Esa vigilancia sobre lo que uno mira no nace de la nada. En torno a Instagram y WhatsApp ya han aparecido análisis sobre la explotación de la atención, una idea que conecta con el cansancio de usuarios que no quieren vivir pendientes de una pantalla que siempre promete algo más.

María Fernández, profesora de filosofía y psicología en un instituto de Madrid, borró WhatsApp hace dos años después de leer El valor de la atención, de Johann Hari. Durante un año y medio regaló ese libro a sus amigos en los cumpleaños y luego empezó el curso de psicología de segundo de Bachillerato leyéndolo con sus alumnos.

Fernández sostiene que el libro describe con detalle cómo se devalúan capacidades cognitivas humanas y cómo funcionan las tecnológicas a través de su modelo de negocio. Cuando mira los grupos de mensajería, habla de relaciones sostenidas con gente a la que ni siquiera se ve y de un ruido de fondo que baja en cuanto desaparecen esos canales.

Olga Rentero, fotógrafa de 31 años, cerró su cuenta de Instagram en diciembre del año pasado tras usarla alrededor de dos horas al día. Su sensación era simple y muy reconocible, la idea de que si no estás dentro, no te enteras de nada.

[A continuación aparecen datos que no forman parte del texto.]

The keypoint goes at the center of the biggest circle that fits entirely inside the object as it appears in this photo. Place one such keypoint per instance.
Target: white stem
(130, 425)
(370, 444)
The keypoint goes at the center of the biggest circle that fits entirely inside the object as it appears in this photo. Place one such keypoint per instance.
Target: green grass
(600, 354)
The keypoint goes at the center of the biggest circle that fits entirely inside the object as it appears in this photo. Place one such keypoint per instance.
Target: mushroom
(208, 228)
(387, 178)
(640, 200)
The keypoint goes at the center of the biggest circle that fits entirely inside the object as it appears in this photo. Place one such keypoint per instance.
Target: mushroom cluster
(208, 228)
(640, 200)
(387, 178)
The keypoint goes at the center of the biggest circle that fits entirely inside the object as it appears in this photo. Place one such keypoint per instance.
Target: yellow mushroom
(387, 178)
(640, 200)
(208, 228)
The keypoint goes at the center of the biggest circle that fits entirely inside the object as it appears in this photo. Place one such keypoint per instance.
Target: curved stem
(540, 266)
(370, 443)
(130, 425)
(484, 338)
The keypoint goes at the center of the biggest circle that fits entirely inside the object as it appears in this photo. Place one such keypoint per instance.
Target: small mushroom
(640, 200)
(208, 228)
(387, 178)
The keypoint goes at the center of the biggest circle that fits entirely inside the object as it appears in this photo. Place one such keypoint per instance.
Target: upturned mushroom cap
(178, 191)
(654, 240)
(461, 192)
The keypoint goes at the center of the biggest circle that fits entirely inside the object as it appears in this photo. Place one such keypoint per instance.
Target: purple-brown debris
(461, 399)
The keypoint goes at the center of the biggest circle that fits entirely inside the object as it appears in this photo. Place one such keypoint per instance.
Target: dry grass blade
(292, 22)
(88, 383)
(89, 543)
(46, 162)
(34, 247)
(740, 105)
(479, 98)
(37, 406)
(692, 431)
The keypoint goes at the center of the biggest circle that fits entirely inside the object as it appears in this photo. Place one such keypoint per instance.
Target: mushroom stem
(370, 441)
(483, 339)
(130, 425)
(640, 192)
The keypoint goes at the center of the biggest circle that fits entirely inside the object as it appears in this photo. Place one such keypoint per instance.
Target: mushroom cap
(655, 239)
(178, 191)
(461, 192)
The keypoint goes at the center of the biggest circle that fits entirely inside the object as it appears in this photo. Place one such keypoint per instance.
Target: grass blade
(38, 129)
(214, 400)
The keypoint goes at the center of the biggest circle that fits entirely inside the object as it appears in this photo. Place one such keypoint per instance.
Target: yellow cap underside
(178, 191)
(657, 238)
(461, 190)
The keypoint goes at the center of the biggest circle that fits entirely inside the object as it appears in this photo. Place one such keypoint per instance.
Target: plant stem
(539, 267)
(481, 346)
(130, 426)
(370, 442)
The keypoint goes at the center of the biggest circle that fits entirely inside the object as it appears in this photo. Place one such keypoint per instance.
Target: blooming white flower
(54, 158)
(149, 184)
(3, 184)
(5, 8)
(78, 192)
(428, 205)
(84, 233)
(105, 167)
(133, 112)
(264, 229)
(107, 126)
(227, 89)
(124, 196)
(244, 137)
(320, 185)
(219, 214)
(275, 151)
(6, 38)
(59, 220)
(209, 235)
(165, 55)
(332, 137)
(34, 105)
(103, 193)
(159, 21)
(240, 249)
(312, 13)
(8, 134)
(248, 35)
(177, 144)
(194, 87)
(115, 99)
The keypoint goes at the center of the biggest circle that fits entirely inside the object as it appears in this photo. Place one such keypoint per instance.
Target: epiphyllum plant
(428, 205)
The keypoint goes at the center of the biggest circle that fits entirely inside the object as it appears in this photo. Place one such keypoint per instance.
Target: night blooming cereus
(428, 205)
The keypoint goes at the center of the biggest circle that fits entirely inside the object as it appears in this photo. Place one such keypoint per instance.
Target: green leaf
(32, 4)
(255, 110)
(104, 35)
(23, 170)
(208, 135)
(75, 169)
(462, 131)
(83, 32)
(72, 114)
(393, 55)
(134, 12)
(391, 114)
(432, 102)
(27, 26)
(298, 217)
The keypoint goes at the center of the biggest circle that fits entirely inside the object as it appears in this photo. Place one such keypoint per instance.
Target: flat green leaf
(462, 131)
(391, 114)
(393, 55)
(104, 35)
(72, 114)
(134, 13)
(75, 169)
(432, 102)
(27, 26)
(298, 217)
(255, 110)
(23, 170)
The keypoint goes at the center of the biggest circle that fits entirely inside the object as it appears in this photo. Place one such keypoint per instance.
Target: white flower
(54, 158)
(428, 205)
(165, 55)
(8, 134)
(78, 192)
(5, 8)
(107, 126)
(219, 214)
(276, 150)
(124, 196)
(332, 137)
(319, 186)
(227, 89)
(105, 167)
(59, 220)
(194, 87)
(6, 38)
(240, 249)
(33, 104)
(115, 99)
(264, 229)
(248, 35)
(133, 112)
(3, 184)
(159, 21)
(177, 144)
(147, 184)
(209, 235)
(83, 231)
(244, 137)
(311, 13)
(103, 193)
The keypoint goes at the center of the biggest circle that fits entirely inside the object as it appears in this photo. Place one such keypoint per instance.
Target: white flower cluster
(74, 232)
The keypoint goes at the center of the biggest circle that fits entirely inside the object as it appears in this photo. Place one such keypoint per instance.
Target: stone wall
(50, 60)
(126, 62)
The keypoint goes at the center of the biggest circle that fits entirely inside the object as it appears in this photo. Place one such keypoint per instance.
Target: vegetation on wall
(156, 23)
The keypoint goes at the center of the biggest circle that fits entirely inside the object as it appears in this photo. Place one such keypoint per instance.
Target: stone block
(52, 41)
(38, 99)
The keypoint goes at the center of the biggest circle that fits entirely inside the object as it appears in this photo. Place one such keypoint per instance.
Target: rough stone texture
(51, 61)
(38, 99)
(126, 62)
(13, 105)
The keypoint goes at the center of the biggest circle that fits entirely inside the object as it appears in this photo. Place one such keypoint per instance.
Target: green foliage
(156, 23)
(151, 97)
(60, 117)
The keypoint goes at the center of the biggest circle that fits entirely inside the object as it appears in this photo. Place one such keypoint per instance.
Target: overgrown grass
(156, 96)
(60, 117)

España suma millones de usuarios, pero también más renuncias

En 2025 residían en España 43.873.060 personas de entre 10 y 85 años, según el Instituto Nacional de Estadística. Visto sobre esa escala, cada abandono individual parece pequeño, pero la suma dibuja una pregunta incómoda sobre qué parte de nuestra vida digital usamos por deseo y cuál por costumbre.

Quizá ahí esté el verdadero contraste. En un país donde casi todo el mundo lleva smartphone y casi todo el mundo usa WhatsApp, todavía hay quien prefiere un Nokia 3310, un correo, una llamada o un SMS para que la conversación no decida también cómo se reparte el día.